WASHINGTON, Feb 10 (Reuters) - More than 3 million homeowners have been able to take advantage of a federal program to lower their monthly mortgage payments, a U.S. regulator said on Monday, showing the initiative has made progress even though it still lags initial expectations.
The Home Affordable Refinance Program, or HARP, allows borrowers with loans backed by Fannie Mae and Freddie Mac to cut monthly payments by refinancing at lower interest rates even if they have little to no equity in their homes.
“Three million HARP refinances is an important accomplishment and represents real help to families and communities still struggling as a result of the mortgage crisis,” said FHFA Director Mel Watt in a statement. “We are continuing our efforts to make sure that those who can take advantage of this program have the information they need to do so.”
The Obama administration in 2009 rolled out the HARP program. But at first, it predicted it would help as many as 5 million homeowners. However the program had limited impact in its early days and was plagued by complaints from consumers about lost paperwork and restrictive eligibility requirements.
HARP loan volume started to pick up about two years ago after the FHFA made policy changes in 2011 that made it easier for borrowers to switch to cheaper loans and lenders became more willing to take part in the program. As a result, a bulk of HARP participants refinanced in 2012 and 2013.
Now it is viewed as one of the more successful government anti-foreclosure efforts. In 2013, FHFA extended the HARP program deadline by two years to Dec. 31, 2015 and launched a nationwide campaign to educate eligible homeowners on how to participate.
Under the program, financial incentives are given to mortgage companies to reduce loan payments to affordable levels. Only borrowers with loans originated by May 31, 2009, can qualify and some housing advocacy groups and lenders have lobbied to widen HARP to cover more recent loans as well.
The Obama administration has said changing the eligibility date is unnecessary, but the decision rests with FHFA Director Mel Watt. Watt, who took office last month, has not yet rendered an opinion.

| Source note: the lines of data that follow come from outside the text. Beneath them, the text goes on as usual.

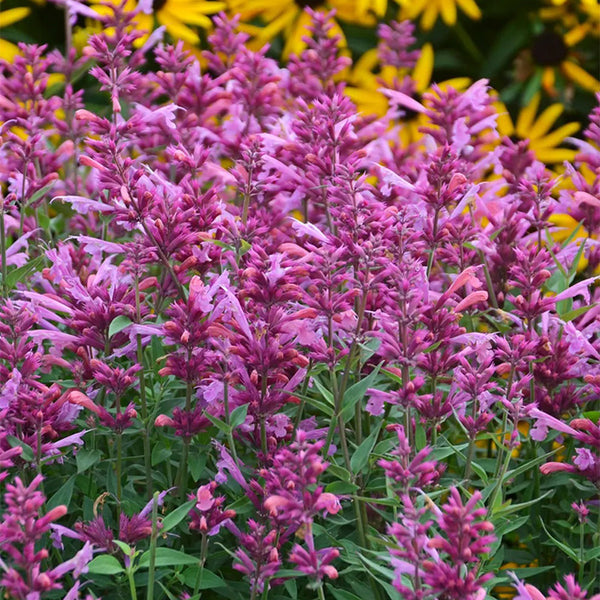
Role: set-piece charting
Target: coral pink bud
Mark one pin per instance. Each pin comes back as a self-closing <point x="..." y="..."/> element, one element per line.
<point x="534" y="592"/>
<point x="273" y="503"/>
<point x="473" y="298"/>
<point x="554" y="467"/>
<point x="163" y="421"/>
<point x="86" y="115"/>
<point x="204" y="497"/>
<point x="292" y="250"/>
<point x="86" y="161"/>
<point x="457" y="180"/>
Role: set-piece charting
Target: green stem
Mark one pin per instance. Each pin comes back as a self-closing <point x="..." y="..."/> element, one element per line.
<point x="203" y="550"/>
<point x="581" y="561"/>
<point x="118" y="468"/>
<point x="3" y="249"/>
<point x="470" y="453"/>
<point x="228" y="422"/>
<point x="503" y="470"/>
<point x="142" y="381"/>
<point x="132" y="590"/>
<point x="182" y="473"/>
<point x="320" y="592"/>
<point x="153" y="547"/>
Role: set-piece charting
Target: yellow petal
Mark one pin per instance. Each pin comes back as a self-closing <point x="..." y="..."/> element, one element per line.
<point x="576" y="74"/>
<point x="557" y="136"/>
<point x="190" y="18"/>
<point x="470" y="8"/>
<point x="294" y="43"/>
<point x="460" y="84"/>
<point x="8" y="51"/>
<point x="548" y="80"/>
<point x="526" y="117"/>
<point x="177" y="29"/>
<point x="448" y="10"/>
<point x="429" y="17"/>
<point x="553" y="156"/>
<point x="545" y="121"/>
<point x="12" y="15"/>
<point x="423" y="69"/>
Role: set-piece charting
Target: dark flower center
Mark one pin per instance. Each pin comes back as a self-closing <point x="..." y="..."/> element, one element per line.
<point x="549" y="49"/>
<point x="157" y="5"/>
<point x="309" y="3"/>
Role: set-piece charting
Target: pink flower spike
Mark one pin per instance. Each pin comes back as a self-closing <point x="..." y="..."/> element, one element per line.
<point x="403" y="100"/>
<point x="473" y="298"/>
<point x="204" y="497"/>
<point x="328" y="503"/>
<point x="584" y="197"/>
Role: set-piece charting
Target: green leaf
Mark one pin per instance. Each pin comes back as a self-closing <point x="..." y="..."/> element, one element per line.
<point x="126" y="548"/>
<point x="591" y="554"/>
<point x="573" y="314"/>
<point x="209" y="579"/>
<point x="26" y="450"/>
<point x="360" y="458"/>
<point x="175" y="517"/>
<point x="291" y="588"/>
<point x="327" y="395"/>
<point x="86" y="458"/>
<point x="105" y="564"/>
<point x="238" y="415"/>
<point x="341" y="487"/>
<point x="339" y="472"/>
<point x="357" y="392"/>
<point x="166" y="591"/>
<point x="118" y="324"/>
<point x="341" y="594"/>
<point x="513" y="508"/>
<point x="570" y="552"/>
<point x="20" y="273"/>
<point x="533" y="86"/>
<point x="592" y="415"/>
<point x="167" y="557"/>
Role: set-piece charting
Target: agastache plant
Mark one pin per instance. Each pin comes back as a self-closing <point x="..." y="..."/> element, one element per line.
<point x="343" y="350"/>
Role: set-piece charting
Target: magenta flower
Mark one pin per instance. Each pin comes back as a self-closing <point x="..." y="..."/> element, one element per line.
<point x="208" y="516"/>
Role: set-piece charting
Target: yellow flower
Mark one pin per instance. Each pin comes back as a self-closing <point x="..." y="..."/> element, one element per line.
<point x="430" y="10"/>
<point x="552" y="52"/>
<point x="177" y="16"/>
<point x="367" y="78"/>
<point x="573" y="12"/>
<point x="7" y="17"/>
<point x="288" y="18"/>
<point x="537" y="129"/>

The Obama administration has, however, voiced support for expanding HARP to include loans that are not currently backed by Fannie Mae and Freddie Mac. The effort would require action by Congress.
Fannie Mae and Freddie Mac have taken $187.5 billion in U.S. aid since they were placed in a government conservatorship in 2008 after losses on investments in risky loans almost pushed them to insolvency. As the housing market rebounded, the two companies became profitable again, and they have returned $185.2 billion to the U.S. Treasury in the form of dividend payments for the taxpayer support.